Fatto sta che è sempre in gioco la forza dell’intelligenza di chi beffa e la stolta credulità, l’ineffabile bêtise, di chi invece è beffato, meglio se da una donna e qui Lavagetto richiama a un certo punto un saggio di Amedeo Quondam Le cose (e le parole) del mondo, in appendice all’edizione Bur 2013, dove si contano qualcosa come 42 epiteti boccacciani, per lo più encomiastici, di «donna». La linea di demarcazione dei racconti, a statuto variabile, corrisponde in sostanza alla liceità di nominare o meno il piacere sessuale libero da interdetti, specie se riferito a donne e non importa se nobili o subordinate.
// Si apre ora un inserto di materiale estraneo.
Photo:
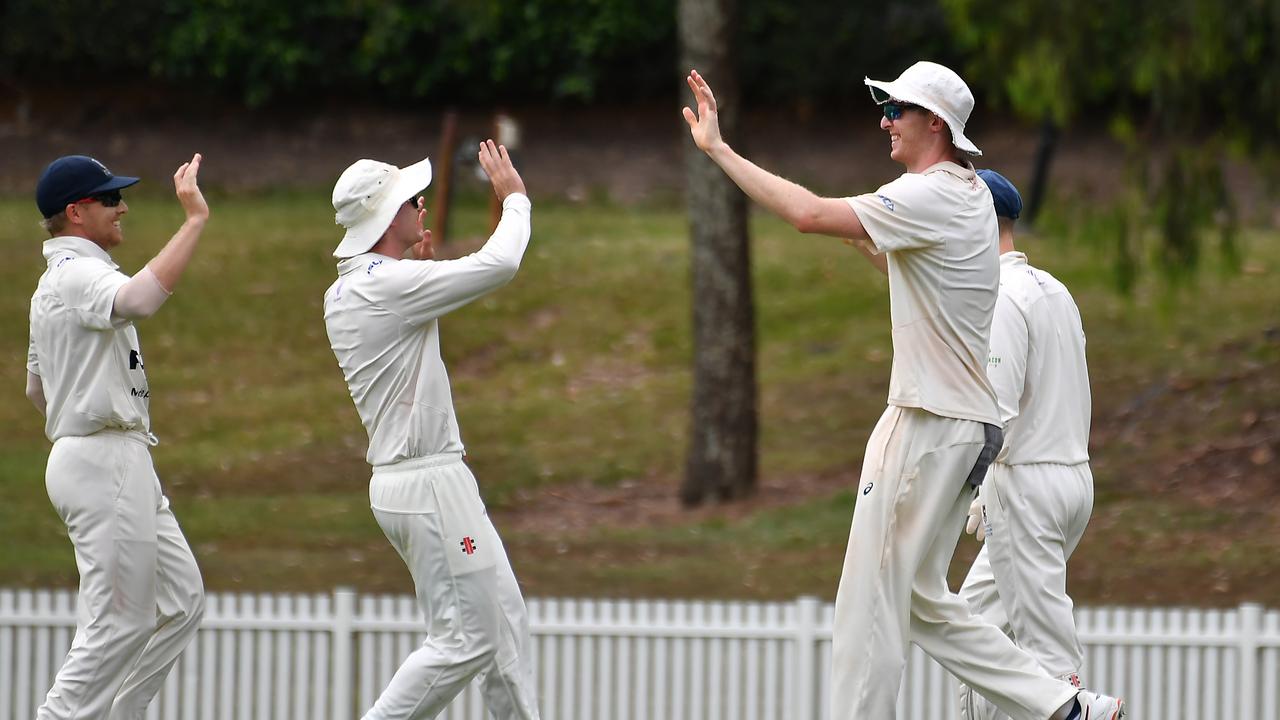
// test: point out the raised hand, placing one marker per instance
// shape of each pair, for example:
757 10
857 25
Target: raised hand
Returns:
184 182
497 164
423 249
704 124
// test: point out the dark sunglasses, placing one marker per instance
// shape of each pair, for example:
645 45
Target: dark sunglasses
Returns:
109 199
894 109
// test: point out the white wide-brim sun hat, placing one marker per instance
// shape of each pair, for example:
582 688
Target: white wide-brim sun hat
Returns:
936 89
366 197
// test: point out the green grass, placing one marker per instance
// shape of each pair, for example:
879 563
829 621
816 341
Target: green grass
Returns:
577 372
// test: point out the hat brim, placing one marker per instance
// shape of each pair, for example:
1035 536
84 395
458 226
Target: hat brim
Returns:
365 235
115 182
883 91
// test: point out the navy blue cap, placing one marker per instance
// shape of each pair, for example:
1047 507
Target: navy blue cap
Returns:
1009 204
71 178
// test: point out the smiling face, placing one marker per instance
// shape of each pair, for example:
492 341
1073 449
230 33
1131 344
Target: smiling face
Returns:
406 231
917 137
96 222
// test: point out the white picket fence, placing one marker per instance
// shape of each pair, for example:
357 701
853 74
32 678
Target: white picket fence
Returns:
327 656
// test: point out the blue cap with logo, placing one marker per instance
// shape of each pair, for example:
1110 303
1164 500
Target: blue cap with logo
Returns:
1004 195
74 177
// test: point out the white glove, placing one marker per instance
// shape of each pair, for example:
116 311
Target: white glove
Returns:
976 527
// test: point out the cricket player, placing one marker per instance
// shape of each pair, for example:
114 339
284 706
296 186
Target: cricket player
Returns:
1038 493
933 232
141 597
383 320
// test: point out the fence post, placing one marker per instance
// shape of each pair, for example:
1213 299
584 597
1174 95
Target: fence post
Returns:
1249 629
343 621
807 639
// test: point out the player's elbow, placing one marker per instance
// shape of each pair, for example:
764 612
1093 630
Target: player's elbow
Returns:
807 220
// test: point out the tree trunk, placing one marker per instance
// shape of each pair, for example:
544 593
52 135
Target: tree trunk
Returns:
1040 171
722 454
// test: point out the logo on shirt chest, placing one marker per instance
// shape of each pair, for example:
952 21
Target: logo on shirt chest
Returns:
467 545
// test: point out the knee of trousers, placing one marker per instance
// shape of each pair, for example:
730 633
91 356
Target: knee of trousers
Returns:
193 610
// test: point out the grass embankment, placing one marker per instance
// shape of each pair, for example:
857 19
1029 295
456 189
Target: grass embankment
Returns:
576 376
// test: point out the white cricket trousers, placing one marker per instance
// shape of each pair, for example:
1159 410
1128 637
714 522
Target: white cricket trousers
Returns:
1036 515
141 597
476 623
912 506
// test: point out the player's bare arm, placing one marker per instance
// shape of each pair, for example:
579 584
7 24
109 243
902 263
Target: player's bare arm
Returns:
173 258
804 210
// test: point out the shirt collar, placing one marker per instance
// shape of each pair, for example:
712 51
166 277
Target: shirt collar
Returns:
81 246
963 172
1013 258
364 261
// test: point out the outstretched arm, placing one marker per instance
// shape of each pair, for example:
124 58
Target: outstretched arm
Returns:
146 292
173 258
804 210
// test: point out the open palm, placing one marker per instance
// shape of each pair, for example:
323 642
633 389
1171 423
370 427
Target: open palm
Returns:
704 126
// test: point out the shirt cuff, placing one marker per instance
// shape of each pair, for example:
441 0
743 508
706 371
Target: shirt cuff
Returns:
516 200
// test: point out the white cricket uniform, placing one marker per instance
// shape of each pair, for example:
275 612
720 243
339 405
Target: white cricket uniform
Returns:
383 320
1040 492
941 240
141 597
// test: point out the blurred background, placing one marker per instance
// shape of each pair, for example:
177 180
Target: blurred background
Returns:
1143 135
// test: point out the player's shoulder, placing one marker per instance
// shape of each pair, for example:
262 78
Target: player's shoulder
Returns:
1027 285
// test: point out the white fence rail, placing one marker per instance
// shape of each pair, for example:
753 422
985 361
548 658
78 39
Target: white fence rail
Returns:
328 656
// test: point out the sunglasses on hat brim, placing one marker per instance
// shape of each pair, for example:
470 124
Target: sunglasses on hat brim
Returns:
894 109
109 199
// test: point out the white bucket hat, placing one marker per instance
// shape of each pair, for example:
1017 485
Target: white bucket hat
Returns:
936 89
368 196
Alle figure femminili Lavagetto dedica le pagine più appassionate del suo studio, da Bartolomea Gualandi (Decameron II, 10) a Ghismunda (IV, 1), da Madonna Filippa (VI, 7) che rivendica con inaudita franchezza la sua femminilità a Griselda (X, 10), nel cui personaggio lo studioso non ravvisa certo una celeste apoteosi ma, al contrario, un culmine della complessità e contraddittorietà di sentimenti umani che si manifestano talora ai limiti dell’inspiegabile.
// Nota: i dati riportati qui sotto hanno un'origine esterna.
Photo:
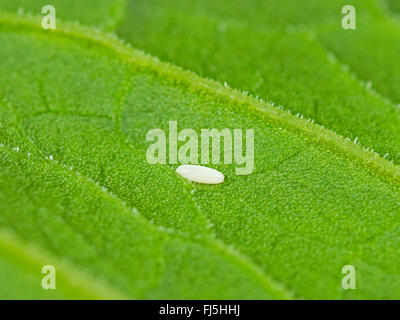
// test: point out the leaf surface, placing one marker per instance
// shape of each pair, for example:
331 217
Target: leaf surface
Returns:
284 52
73 159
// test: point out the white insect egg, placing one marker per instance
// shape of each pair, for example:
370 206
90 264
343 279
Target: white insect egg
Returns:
200 174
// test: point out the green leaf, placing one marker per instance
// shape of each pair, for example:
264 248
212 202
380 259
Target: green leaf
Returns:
280 55
76 107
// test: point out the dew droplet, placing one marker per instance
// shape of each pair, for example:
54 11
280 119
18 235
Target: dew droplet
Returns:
200 174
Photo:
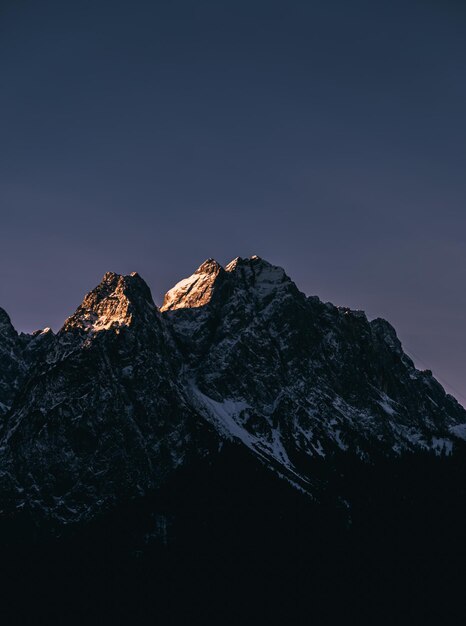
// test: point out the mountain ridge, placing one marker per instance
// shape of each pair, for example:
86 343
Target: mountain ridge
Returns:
125 393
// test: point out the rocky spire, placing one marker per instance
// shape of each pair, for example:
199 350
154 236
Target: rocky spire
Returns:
113 303
196 290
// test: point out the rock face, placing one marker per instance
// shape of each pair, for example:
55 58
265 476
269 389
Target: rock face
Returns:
125 393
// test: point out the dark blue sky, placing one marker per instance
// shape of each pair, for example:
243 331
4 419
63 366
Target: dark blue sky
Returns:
326 136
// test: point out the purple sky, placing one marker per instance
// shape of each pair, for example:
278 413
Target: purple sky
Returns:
328 137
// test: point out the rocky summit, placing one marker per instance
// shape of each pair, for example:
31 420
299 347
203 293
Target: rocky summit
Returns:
126 395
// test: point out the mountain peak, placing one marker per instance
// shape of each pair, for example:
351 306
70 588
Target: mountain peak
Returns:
196 290
112 303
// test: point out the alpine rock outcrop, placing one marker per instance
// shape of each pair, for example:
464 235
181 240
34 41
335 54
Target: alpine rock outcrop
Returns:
126 393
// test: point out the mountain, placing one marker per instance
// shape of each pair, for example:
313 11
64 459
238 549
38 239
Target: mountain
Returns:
244 454
126 394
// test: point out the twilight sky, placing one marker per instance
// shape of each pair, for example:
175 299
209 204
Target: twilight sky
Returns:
327 136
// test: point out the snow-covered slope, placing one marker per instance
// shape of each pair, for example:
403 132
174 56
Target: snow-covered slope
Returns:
125 394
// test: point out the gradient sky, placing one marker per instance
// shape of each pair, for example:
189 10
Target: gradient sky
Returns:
327 136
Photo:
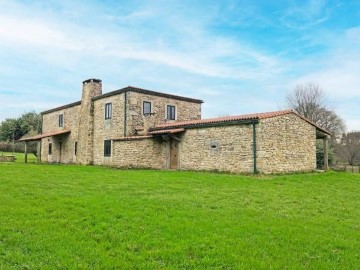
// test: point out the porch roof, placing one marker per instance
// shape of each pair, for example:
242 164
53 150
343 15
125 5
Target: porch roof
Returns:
45 135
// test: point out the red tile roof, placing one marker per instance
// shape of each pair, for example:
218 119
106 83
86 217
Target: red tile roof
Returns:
132 138
254 116
45 135
167 131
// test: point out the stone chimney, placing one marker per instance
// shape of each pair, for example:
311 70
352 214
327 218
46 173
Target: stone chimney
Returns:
91 88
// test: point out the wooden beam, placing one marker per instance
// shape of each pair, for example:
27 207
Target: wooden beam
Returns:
326 154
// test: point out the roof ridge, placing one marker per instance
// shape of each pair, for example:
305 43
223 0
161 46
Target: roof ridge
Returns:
251 116
147 91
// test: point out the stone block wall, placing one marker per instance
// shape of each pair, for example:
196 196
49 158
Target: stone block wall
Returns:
91 88
107 129
185 110
286 144
143 153
50 124
223 148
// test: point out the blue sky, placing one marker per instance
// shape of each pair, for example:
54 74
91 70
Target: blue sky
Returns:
238 56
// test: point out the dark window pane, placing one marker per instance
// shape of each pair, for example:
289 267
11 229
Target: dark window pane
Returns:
108 111
171 112
146 107
61 120
107 148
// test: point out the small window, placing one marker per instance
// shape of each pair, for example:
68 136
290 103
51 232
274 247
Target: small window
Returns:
146 107
170 112
108 110
61 120
107 148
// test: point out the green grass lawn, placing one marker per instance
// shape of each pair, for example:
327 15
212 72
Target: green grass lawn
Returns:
20 157
77 217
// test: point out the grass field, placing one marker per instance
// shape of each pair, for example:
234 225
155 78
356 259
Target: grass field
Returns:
75 217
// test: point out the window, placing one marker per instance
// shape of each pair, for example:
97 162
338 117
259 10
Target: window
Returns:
170 112
146 107
107 148
61 120
108 110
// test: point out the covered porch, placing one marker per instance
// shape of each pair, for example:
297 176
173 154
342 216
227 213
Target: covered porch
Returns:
38 139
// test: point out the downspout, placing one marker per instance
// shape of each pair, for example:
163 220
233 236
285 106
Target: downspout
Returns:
125 113
254 147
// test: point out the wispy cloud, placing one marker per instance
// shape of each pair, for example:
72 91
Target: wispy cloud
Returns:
238 56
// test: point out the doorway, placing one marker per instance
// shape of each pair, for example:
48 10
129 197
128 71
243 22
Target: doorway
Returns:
174 154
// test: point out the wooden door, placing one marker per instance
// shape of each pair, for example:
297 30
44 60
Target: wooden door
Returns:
174 154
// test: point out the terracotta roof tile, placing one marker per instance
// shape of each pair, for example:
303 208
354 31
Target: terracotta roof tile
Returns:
45 135
244 117
167 131
254 116
132 138
148 92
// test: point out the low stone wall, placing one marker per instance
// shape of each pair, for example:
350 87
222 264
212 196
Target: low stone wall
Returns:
141 153
286 144
7 158
223 148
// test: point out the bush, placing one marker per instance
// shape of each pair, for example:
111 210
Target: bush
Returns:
19 147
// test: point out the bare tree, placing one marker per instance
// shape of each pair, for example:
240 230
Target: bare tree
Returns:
349 148
309 100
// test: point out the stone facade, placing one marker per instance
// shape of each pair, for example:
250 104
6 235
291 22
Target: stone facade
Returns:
147 153
63 146
89 129
112 129
223 148
184 111
286 144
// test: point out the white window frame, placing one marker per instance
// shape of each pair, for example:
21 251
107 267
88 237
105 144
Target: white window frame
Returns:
166 112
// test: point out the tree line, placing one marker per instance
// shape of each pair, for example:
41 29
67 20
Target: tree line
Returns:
309 100
12 129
Simili figure non costituiscono affatto eccezione, esse sono semmai le autentiche protagoniste del libro «Galeotto», presenze femminili di frontiera nello spazio-tempo, voci dove vibra o può esplodere con foga il rigetto di una repressione atavica: «Una specie di aneddotica mise en abyme che Boccaccio si è proposto esplicitamente di realizzare pubblicando, quando le leggi erano ormai alquanto ‘ristrette’ al piacere, un’opera scritta all’ombra di leggi modificate e alterate sotto il regime appena trascorso della peste. In tal modo il confine della censura, che separava il lecito e l’illecito, veniva nettamente spostato». La finissima auscultazione della pagina, l’attitudine a lavorare sul testo come al microscopio, la capacità di cogliere immediatamente una filiazione linguistico-stilistica nel minimo dettaglio, fanno di Mario Lavagetto non solo lo studioso che è ma un critico materialista la cui fisionomia, si dica pure warburghiana, è unica nel nostro paese.
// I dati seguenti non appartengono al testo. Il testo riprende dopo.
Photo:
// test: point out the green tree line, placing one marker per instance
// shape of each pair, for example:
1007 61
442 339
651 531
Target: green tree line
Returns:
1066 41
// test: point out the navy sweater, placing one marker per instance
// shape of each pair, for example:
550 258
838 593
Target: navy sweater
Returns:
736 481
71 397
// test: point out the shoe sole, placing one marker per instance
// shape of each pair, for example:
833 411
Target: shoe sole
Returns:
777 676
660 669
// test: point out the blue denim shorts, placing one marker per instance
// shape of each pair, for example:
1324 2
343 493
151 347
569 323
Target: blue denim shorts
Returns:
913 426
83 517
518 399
Nella analisi del Decameron lo soccorre la lezione del suo primo maestro, Giacomo Debenedetti, ma anche, da lui ricevuta con grande equilibrio, quella di Michail Bachtin che richiama a sua volta per una «singolare sintonia» la voce, nientemeno, di Francesco De Sanctis qui ormeggiato finalmente oltre l’angustia scolastica come interprete elettivo di un’opera che «fa ingresso a voce alta e beffarda nel mondo della materia e della carne (…) una grande opera rivoluzionaria e di liberazione che ha dato il via a quello che – sul piano storico-letterario – si configura come un gigantesco e quasi inimmaginabile ritorno del represso».